Diseases that are commonly related with being overweight

Excess weight is a serious issue. Numerous factors contribute to a decline in a person's health, but excess fat is particularly problematic. Gaining excess weight is a threat since it can disrupt one's health. As a result, losing weight is the first line of defense against the vast majority of ailments, according to doctors and health experts.

Multiple diseases are correlated with weight growth, and it is crucial to comprehend the connection between these diseases and the situation of weight gain. Taking prompt action on weight management can prevent the deterioration of one's health. 

The US National Institute of Diabetes and Digestive and Kidney Diseases reports that roughly 8 out of 10 people with type 2 diabetes are overweight or obese and that losing 5-7% of one's body weight and engaging in regular physical activity may prevent or delay the onset of type 2 diabetes in those who are at risk.

The relationship between overweight and high blood pressure is an issue of interest among academics. Blood pressure is proportional to one's body mass index. The first line of defense against hypertension is a healthy weight and regular exercise.

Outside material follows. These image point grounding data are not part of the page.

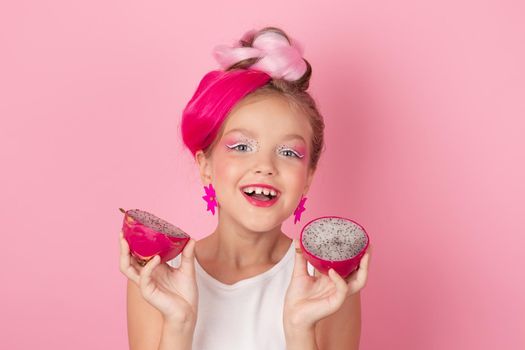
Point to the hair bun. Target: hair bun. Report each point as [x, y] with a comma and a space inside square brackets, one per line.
[273, 52]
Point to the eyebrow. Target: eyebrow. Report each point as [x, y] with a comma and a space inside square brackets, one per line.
[251, 134]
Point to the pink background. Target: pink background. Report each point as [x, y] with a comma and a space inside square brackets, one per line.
[424, 106]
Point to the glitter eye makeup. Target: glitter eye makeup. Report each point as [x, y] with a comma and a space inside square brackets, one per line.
[298, 151]
[233, 142]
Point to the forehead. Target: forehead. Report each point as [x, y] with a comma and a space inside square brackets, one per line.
[268, 116]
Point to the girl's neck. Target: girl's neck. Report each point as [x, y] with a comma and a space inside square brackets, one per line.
[237, 248]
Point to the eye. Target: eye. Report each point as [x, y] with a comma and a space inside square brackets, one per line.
[239, 147]
[290, 153]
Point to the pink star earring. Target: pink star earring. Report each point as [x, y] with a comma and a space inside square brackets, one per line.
[210, 198]
[299, 210]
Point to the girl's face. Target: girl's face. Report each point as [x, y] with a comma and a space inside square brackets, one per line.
[264, 142]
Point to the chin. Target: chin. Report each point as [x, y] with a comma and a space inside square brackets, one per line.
[260, 224]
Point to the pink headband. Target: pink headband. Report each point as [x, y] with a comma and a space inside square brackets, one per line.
[219, 91]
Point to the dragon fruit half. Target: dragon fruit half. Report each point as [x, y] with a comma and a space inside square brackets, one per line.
[149, 235]
[334, 242]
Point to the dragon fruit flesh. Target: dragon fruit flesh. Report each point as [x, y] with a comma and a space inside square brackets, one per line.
[334, 242]
[149, 235]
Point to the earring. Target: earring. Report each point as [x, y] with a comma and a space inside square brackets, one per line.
[210, 198]
[299, 210]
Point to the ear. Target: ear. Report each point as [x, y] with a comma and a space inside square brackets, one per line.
[309, 178]
[204, 167]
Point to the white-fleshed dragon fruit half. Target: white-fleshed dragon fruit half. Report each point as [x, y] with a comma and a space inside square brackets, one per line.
[334, 242]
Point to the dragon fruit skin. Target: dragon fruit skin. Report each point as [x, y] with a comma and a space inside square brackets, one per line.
[146, 242]
[343, 267]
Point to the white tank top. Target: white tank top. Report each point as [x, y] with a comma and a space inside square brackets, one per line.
[246, 315]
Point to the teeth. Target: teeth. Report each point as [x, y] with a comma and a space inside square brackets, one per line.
[260, 190]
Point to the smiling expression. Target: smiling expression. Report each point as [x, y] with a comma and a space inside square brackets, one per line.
[259, 166]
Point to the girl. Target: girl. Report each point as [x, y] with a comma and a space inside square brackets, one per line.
[256, 136]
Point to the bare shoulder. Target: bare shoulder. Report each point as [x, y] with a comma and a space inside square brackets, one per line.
[144, 321]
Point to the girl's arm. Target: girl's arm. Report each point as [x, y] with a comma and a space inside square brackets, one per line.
[147, 329]
[342, 329]
[338, 331]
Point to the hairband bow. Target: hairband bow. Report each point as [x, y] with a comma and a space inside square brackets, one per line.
[279, 59]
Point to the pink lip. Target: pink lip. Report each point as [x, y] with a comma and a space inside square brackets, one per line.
[257, 202]
[261, 185]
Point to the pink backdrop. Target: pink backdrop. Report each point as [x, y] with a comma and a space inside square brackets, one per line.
[424, 105]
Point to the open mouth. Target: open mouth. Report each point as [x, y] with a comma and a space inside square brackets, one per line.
[260, 196]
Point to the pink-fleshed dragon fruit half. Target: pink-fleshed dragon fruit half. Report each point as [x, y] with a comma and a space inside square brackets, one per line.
[334, 242]
[149, 235]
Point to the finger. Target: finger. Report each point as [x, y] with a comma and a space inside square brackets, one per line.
[125, 261]
[300, 265]
[145, 282]
[338, 298]
[187, 263]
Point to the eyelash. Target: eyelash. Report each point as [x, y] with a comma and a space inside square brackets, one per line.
[295, 154]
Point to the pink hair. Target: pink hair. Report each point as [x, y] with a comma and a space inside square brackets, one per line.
[217, 93]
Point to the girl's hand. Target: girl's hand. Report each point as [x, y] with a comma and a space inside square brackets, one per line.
[312, 298]
[173, 291]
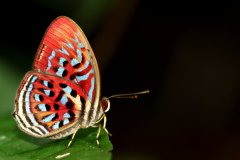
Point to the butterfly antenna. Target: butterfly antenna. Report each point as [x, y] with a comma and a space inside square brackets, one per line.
[129, 95]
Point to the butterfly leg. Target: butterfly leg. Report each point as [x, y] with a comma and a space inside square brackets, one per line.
[70, 142]
[98, 133]
[104, 125]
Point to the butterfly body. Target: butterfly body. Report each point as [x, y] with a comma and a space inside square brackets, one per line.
[61, 93]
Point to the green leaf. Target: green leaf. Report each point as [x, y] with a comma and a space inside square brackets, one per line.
[15, 144]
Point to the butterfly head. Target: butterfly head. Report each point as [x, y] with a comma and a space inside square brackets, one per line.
[105, 104]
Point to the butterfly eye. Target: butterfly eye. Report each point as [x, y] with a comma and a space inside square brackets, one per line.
[105, 104]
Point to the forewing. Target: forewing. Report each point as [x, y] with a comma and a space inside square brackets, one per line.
[65, 52]
[46, 104]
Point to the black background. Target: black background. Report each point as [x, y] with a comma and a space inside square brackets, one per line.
[185, 53]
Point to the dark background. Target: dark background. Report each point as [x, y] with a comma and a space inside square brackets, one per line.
[186, 54]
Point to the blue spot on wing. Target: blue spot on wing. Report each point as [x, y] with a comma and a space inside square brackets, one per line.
[48, 118]
[56, 125]
[68, 90]
[49, 59]
[45, 83]
[76, 39]
[85, 66]
[74, 62]
[69, 45]
[42, 107]
[61, 61]
[84, 77]
[47, 92]
[64, 99]
[34, 79]
[60, 71]
[79, 53]
[66, 121]
[80, 45]
[66, 115]
[91, 89]
[36, 97]
[63, 50]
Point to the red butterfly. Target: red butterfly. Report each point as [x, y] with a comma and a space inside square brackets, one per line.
[61, 94]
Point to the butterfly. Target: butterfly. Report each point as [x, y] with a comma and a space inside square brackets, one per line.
[61, 93]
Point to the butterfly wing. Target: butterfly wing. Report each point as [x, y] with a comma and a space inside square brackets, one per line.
[45, 104]
[65, 52]
[63, 90]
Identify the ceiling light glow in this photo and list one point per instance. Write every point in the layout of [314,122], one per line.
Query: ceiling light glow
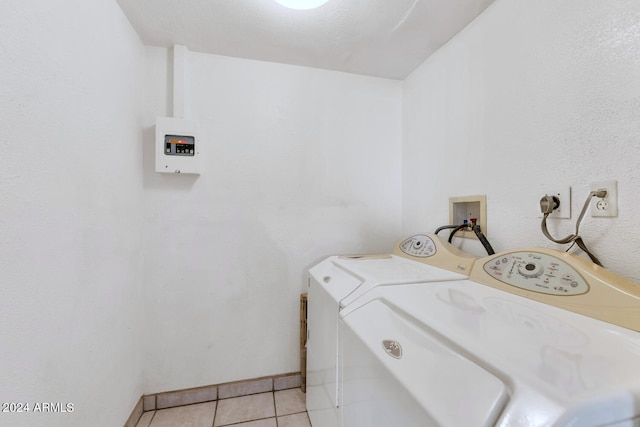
[301,4]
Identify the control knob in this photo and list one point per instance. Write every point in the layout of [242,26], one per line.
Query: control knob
[531,270]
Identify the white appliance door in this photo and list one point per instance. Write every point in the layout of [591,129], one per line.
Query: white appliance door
[395,373]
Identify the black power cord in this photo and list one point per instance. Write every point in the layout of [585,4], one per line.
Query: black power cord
[474,227]
[547,206]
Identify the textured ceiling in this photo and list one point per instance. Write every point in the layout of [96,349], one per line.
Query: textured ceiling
[383,38]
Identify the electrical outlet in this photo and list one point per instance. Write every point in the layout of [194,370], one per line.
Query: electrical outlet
[606,206]
[564,195]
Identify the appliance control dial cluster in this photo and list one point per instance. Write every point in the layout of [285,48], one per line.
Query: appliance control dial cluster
[537,272]
[420,246]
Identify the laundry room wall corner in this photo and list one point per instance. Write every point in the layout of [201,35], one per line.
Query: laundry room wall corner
[528,96]
[298,164]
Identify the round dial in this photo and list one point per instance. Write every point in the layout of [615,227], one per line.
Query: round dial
[419,246]
[531,269]
[537,272]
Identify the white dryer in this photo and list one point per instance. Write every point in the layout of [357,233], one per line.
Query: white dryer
[535,337]
[339,281]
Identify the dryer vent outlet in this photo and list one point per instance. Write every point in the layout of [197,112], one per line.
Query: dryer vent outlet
[468,209]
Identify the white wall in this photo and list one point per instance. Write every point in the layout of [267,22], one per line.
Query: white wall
[299,164]
[532,94]
[70,211]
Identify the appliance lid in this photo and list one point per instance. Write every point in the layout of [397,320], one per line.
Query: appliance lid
[451,390]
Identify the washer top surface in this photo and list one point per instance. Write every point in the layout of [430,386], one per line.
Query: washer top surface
[347,278]
[561,368]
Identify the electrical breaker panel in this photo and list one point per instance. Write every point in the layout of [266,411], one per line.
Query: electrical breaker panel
[177,146]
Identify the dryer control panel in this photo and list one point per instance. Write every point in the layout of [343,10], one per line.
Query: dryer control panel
[537,272]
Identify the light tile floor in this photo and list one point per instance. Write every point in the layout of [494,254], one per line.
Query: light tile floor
[284,408]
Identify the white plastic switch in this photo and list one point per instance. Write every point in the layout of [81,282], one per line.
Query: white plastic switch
[606,206]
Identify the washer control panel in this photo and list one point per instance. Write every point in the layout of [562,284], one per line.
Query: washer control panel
[420,246]
[537,272]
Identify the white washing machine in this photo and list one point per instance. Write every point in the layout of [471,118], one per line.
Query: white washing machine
[339,281]
[535,337]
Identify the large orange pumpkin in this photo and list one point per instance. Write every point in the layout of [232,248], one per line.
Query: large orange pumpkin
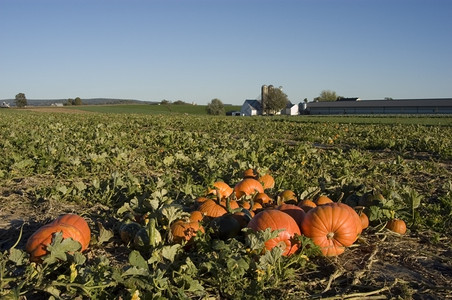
[332,227]
[37,243]
[247,186]
[250,173]
[276,219]
[79,223]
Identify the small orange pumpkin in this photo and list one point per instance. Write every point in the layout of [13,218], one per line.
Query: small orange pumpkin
[221,189]
[267,181]
[307,204]
[397,225]
[250,173]
[247,186]
[276,219]
[37,243]
[185,231]
[196,216]
[323,200]
[263,199]
[79,223]
[287,196]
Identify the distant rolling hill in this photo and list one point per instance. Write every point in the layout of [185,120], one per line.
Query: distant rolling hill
[92,101]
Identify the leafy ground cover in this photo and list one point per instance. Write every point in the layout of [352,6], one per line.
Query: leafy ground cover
[114,168]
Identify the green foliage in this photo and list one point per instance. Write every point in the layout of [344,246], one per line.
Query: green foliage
[21,100]
[149,169]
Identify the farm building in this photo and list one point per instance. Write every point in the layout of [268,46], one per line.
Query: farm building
[251,108]
[405,106]
[291,109]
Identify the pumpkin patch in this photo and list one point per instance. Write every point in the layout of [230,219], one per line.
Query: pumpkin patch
[159,195]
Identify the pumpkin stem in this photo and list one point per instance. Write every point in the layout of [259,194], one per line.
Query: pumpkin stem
[330,235]
[151,232]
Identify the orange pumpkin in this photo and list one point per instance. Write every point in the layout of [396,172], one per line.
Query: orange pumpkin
[267,181]
[37,243]
[263,199]
[276,219]
[232,204]
[185,231]
[323,200]
[248,186]
[287,196]
[256,206]
[307,204]
[196,216]
[221,189]
[212,209]
[250,173]
[397,225]
[332,227]
[79,223]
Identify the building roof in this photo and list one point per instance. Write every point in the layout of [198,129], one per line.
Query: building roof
[384,103]
[255,104]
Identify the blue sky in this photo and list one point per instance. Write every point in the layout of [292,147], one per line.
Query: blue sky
[197,50]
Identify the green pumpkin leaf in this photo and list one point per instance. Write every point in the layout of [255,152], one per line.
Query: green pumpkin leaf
[170,252]
[136,260]
[104,234]
[17,256]
[59,248]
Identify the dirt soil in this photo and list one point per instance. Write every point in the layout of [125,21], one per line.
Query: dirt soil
[382,265]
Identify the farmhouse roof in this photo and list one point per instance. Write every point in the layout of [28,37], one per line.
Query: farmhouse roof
[387,103]
[256,104]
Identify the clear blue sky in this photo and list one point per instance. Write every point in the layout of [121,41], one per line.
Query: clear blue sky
[197,50]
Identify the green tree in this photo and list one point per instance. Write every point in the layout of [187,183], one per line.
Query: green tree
[215,107]
[327,95]
[275,101]
[21,100]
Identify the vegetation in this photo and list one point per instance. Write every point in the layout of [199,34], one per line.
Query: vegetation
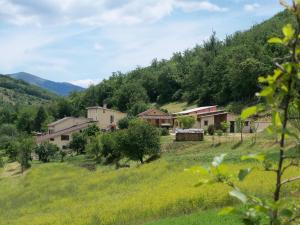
[186,122]
[141,194]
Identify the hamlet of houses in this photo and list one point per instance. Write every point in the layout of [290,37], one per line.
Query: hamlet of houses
[60,132]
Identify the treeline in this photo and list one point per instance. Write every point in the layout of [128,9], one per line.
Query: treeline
[216,72]
[22,87]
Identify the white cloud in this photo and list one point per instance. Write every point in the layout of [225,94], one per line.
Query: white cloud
[95,13]
[203,5]
[85,82]
[98,46]
[251,7]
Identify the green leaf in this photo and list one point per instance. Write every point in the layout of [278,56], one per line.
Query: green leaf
[250,111]
[243,173]
[288,31]
[218,160]
[226,211]
[275,40]
[286,213]
[266,91]
[239,195]
[258,157]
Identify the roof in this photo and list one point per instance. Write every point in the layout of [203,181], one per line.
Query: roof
[195,109]
[59,121]
[64,131]
[153,112]
[99,107]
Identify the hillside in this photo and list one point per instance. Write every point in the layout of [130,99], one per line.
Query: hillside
[70,193]
[16,91]
[214,72]
[60,88]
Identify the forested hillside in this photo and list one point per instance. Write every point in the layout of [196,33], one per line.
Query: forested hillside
[16,91]
[215,72]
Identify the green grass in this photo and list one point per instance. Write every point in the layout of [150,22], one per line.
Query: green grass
[68,193]
[209,217]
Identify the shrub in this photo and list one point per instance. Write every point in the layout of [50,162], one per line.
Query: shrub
[186,122]
[142,139]
[46,151]
[95,148]
[211,129]
[123,123]
[78,143]
[164,131]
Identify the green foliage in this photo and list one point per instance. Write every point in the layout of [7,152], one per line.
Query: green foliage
[211,129]
[46,151]
[40,119]
[92,130]
[124,123]
[141,139]
[186,122]
[281,94]
[191,76]
[164,131]
[25,148]
[95,148]
[78,143]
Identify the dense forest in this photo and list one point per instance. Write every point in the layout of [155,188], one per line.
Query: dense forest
[215,72]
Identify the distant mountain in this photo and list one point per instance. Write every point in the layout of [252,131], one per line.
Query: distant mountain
[60,88]
[15,91]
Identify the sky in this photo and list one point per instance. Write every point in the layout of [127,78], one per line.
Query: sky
[84,41]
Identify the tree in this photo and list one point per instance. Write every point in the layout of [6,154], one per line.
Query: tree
[25,121]
[92,130]
[186,122]
[240,124]
[26,146]
[124,123]
[142,139]
[40,118]
[78,142]
[46,151]
[280,91]
[95,148]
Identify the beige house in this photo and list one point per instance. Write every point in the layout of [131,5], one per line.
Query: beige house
[157,118]
[210,115]
[60,132]
[106,119]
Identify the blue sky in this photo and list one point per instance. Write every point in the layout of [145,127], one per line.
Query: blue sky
[84,41]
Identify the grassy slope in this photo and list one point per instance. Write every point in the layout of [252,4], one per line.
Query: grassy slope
[65,193]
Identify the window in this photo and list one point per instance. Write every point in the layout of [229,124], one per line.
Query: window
[112,119]
[65,137]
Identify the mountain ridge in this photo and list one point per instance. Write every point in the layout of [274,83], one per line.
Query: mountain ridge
[60,88]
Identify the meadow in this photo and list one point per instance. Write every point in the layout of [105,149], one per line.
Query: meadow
[158,193]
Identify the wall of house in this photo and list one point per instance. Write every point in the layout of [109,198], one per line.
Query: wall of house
[62,144]
[69,122]
[103,116]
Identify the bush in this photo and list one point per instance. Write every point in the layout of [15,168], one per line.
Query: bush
[186,122]
[78,143]
[95,148]
[141,139]
[123,123]
[211,129]
[46,151]
[164,132]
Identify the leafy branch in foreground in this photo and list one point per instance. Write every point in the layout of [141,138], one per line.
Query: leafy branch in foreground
[281,92]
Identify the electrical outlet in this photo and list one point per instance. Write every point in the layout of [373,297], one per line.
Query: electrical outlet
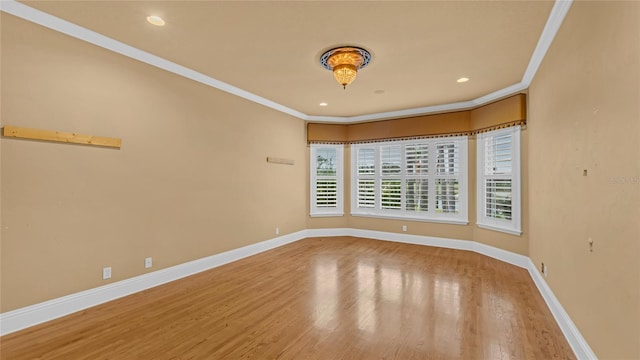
[106,273]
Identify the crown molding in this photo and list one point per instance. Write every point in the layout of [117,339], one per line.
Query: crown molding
[556,17]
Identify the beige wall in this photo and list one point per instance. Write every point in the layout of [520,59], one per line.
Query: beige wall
[191,179]
[584,114]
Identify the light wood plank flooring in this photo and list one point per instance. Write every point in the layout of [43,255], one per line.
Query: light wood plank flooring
[319,298]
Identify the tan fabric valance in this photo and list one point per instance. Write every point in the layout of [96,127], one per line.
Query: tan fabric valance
[504,113]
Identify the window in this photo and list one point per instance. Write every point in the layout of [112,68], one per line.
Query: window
[413,179]
[326,180]
[499,180]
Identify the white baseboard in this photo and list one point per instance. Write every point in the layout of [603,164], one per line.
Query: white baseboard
[35,314]
[580,347]
[23,318]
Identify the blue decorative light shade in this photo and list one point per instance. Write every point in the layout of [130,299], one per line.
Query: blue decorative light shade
[345,62]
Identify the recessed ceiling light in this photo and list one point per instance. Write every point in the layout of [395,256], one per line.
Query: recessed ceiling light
[155,20]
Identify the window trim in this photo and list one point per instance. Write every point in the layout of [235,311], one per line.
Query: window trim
[461,218]
[514,226]
[314,210]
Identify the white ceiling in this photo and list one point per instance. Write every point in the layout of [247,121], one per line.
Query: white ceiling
[268,51]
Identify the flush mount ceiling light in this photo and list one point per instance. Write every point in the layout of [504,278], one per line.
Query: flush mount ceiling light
[344,62]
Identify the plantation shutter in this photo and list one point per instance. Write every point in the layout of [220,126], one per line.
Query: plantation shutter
[499,180]
[326,180]
[447,177]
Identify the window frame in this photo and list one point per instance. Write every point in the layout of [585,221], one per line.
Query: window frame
[430,215]
[316,211]
[513,226]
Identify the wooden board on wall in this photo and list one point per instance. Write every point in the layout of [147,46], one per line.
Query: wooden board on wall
[59,136]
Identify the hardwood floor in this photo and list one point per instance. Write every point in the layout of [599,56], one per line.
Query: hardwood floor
[319,298]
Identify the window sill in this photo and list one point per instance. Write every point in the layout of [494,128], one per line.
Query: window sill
[327,214]
[420,219]
[499,228]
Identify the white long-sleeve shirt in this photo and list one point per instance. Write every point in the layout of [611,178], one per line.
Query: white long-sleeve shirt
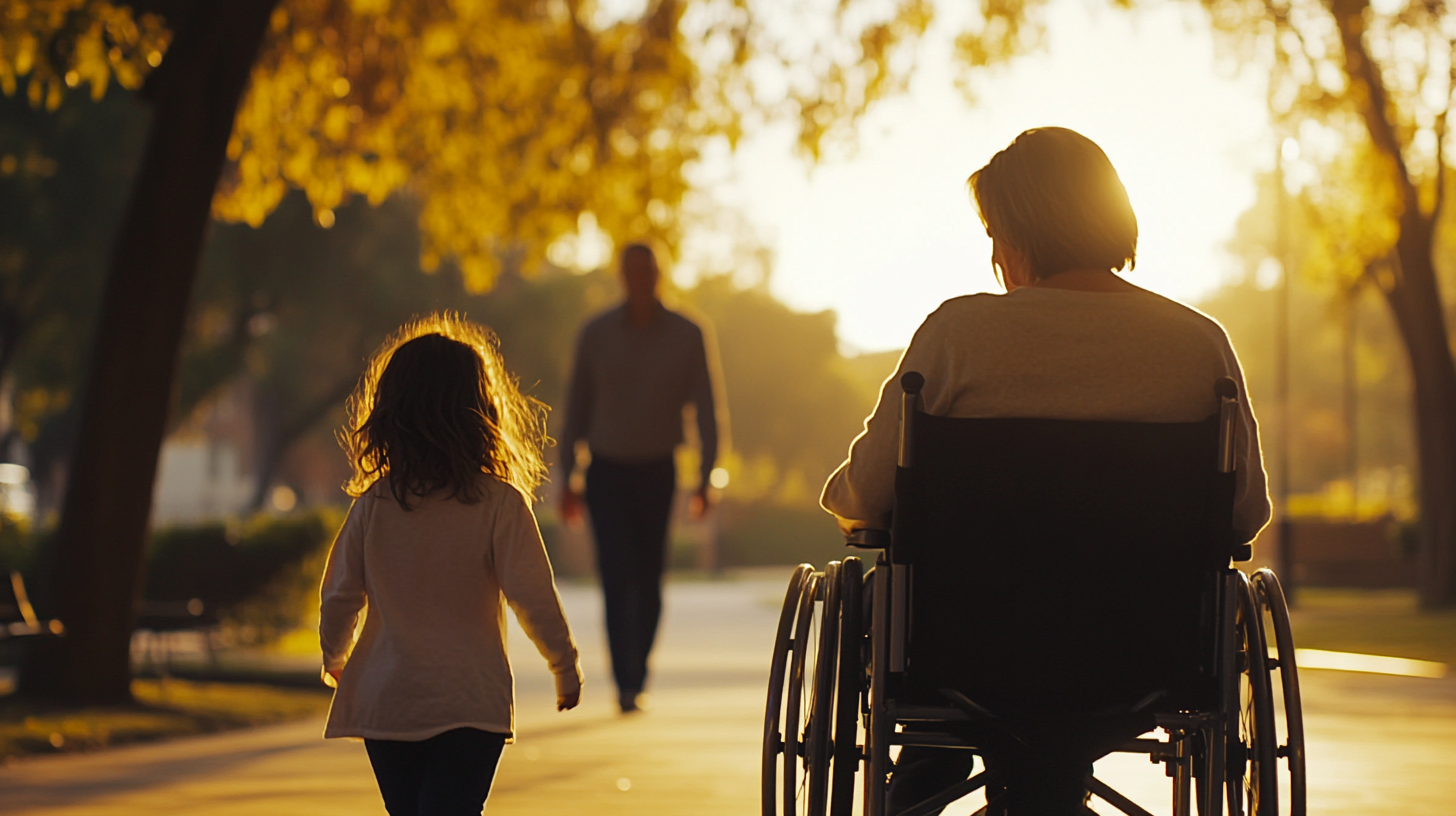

Studies have shown that obesity is a major risk factor for cardiovascular disease and death, even after controlling for other risk factors. Researchers have shown that changes in body composition, which can influence hemodynamics and alter heart shape, are one of the ways by which obesity raises the risk of cardiovasular disease.

Postmenopausal breast cancer, colon cancer, endometrial cancer, ovarian cancer, pancreatic cancer, gallbladder cancer, gastric cardia cancer, liver cancer, oesophageal cancer, meningioma cancer, thyroid cancer, and multiple myeloma cancer are all linked to obesity, according to a study.

Fatty liver disease occurs when there is an abnormal accumulation of fat in the liver, as suggested by the name. There is often just a little amount of fat in the liver. Fatty liver occurs when fat makes up more than 5–10% of the liver's mass. While alcoholic fatty liver is a typical occurrence, obesity is connected to non-alcoholic fatty liver disease.

Weight loss is closely associated to sleep apnea which is a disorder where the regular sleep pattern of an individual is altered within the cycle of sleep. In this situation, even after 8 hours of sleep, the individual does not feel rested. As a result, the vicious loop between sleep deprivation and weight gain is completed.